Telling a story of finding a job in Berlin through luck, settling in here through the help of kind people, being in the right place at the right time through serendipity - that all gives a much easier impression of my career, of not trying too hard but finding my way. It’s charming, but not threatening. It’s also an incredibly gendered approach to talking about myself.

I realised this recently when a friend told me recently how she ended up with the job she’s in. It involved her reaching out to someone she didn’t know, but saw online was getting interested in a topic she had been working on. She offered to buy him coffee and chat about it, and a couple of weeks later, when he found out he had a grant to work more on that topic, he got in touch with her to see if she had some time free to work on the project.

I said: “Wow, that’s so lucky!”

She said: “Well, I put myself there.”

She’s right, and my comment totally missed the mark. She was rightfully owning the work she did to put herself in that position, rather than letting it be labelled as something she had no control over. She did have control over it, and she exercised that control.

So how else could my story be told?

A more accurate retelling of my own story could include years I’ve actively looked out for opportunities to write in outlets in my spare time, or given talks at events on topics I’m interested in to give me an opportunity to research those topics and a potential ‘in’ to working on them more in the future. I could mention prioritising getting better at writing by spending every Sunday evening for 2+ years, writing on this blog, giving myself time limits for posts, and writing goals.

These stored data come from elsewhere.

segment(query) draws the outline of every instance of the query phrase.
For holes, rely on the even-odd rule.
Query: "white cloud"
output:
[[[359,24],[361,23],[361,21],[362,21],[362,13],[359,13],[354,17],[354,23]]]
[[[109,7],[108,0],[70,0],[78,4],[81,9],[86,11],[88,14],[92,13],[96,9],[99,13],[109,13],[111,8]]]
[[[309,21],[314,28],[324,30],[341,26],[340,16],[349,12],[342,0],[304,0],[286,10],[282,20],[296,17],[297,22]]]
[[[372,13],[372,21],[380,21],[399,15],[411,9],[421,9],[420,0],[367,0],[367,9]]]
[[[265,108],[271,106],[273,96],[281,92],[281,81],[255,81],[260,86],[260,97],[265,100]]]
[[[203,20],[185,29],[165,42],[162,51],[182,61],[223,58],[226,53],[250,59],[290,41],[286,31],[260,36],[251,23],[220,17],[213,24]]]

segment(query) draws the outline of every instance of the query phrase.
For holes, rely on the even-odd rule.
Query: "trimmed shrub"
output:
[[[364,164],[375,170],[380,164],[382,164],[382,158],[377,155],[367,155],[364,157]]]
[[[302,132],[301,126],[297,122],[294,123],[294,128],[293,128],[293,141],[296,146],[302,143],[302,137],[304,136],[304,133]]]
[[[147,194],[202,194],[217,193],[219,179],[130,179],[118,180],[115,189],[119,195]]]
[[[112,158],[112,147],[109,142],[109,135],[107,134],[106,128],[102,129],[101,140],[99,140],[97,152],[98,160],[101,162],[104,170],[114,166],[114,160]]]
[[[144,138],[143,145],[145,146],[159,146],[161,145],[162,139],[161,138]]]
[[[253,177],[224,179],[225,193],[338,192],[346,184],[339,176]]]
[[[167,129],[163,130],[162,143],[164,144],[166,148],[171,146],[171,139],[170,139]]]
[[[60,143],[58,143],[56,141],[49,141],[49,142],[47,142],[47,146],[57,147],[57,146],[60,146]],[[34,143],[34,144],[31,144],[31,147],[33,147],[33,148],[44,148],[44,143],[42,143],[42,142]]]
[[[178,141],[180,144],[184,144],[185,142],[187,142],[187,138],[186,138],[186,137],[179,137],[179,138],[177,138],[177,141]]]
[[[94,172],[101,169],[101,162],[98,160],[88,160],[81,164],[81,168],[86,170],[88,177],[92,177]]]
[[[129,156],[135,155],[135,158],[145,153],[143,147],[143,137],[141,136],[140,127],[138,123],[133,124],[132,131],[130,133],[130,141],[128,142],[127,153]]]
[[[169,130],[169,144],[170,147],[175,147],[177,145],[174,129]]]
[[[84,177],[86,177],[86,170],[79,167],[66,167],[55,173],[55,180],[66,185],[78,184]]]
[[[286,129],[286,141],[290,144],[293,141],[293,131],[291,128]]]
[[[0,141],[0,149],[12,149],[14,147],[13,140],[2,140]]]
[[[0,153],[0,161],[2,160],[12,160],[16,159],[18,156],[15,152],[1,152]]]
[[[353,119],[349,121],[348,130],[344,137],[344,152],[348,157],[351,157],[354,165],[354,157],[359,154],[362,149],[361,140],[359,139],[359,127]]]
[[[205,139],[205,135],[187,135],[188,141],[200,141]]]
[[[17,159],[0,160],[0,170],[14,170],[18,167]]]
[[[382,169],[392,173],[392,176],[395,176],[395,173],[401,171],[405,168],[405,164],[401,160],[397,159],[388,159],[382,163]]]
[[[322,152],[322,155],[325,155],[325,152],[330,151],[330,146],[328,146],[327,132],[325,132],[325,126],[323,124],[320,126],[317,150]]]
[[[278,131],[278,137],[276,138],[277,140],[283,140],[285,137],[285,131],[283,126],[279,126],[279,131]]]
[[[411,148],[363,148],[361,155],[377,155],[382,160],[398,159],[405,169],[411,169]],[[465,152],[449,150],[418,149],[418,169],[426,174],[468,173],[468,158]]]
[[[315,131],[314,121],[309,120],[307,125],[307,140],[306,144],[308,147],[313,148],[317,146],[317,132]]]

I could talk about how I made an effort to get in touch with Data & Society as soon as I learned about them and their work once I realised it was a space I would one day love to be a part of, years before applying for the fellowship (admittedly, I didn’t expect that to come so soon!). I might mention that some of that serendipity I love to cite was in large part engineered on my part - tweeting, reading extensively, quoting people’s work and letting them know I follow them and admire what they’re doing, getting in touch proactively, building those relationships so I’m on their radar for when that ‘serendiptious’ occasion might arise.

That story is very different to the one I’ve been telling for years, but it’s what I’m going to try and do from now on.

It’s unrealistic and unfair to ignore all that work - to myself, and others. Citing luck and serendipity gives the impression that people in positions of influence will somehow magically find out about you and your interests and reach out to you - they (probably) won’t. It implies that if you’re doing this right, opportunities to work on things you want to be working on will just pop up out of the blue. They won’t (okay, unless you’re part of some exclusive Alumni association, cough Bullingdon Club)

It’s also doing myself an injustice to not acknowledge all the effort and thought that I put into making things happen. Though some other kind people did play a pivotal role in my career, so did I! Acknowledging that may well go a long way towards addressing that long-dreaded imposter syndrome I worry about.

That said, in reality, most of those efforts at ‘generating’ serendipity will probably lead to nothing. They also require time and effort, something many people don’t have going spare. I’m not sure how to address that clear inequality in this space… but until then, I want to be more fair to myself, and to others, about the stories I tell myself.